Create a new environment using conda env create --name <your env name> -f environment.ymlOR install packages listed in the environment manually. You can also use the requirements.txt file to install the required packages.

Ensure gridlabd is installed by following recommended installation method if using the online (MPC) power system co-simulation functionality.

For offline (One-shot) optimization simulation (Does not require GridLAB-D install):

Open the default_user_inputs.json file in the root folder and modify the parameters as needed. The prepopulated fields can be modified. Once the fields are modified as desired, navigate to app.py which is also in the root directory. Make sure the test is set to False (see below) in the app.py file.

Then run app.py. This will run the simulation and generate the results in the results folder under the analysis directory. To perform post-simulation cost analysis, navigate to the analysis folder and run load_post_opt_costs.py. This will generate the cost analysis plots and tables in the analysis folder.

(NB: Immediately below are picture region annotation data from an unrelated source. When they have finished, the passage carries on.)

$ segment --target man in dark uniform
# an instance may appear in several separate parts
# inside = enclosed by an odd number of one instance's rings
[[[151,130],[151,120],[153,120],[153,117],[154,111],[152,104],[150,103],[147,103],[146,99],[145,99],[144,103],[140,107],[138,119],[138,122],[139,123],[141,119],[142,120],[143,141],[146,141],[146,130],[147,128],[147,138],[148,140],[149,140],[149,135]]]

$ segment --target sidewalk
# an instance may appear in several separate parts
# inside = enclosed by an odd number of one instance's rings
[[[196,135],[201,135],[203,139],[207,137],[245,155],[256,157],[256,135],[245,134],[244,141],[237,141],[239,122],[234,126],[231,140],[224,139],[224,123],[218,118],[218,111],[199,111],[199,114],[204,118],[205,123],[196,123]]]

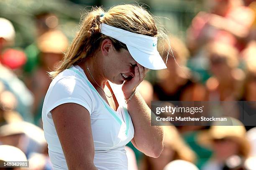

For online MPC battery test case (Requires GridLAB-D install):

Navigate to test_cases/battery/feeder_population and run feeder_population_collocated.py for collocated (DEFAULT) case or feeder_population_centralized.py. This uses the test_cases/battery/feeder_population/config.txt settings to prepare the power system and populate the secondary distribution network with time-varying base loads, EV charging stations, Distributed Energy Resources (DERs - Solar, Storage), and required transformers.
Once confirmed that feeder_population_<CASE_TYPE>.py (CASE_TYPE is either collocated or centralized) has run successfully and generates the required IEEE123_secondary.glm and IEEE123_populated.glm files, you are done with the initial pre-simulation run preparation.
Now navigate one level of out /feeder_population and run scenarios.py using python3 scenarios.py or gridlabd python scenarios.py (recommended).

For base case (Requires GridLAB-D install):

Navigate to ./test_cases/base_case/feeder_population and run feeder_population.py. This uses the ./test_cases/base_case/feeder_population/config.txt settings to prepare the power system and populate the secondary distribution network
with time-varying base loads
Navigate back one directory to ./test_cases/base_case and run master_sim.py using python3 master_sim.py

Post-simulation analysis

This is done with the modules in the analysis folder. Please see the analysis folder section for more details.

Acknowledgements

This work was supported in part by Stanford Bitts and Watts, Chevron Energy Fellowship, and Siemens Technology.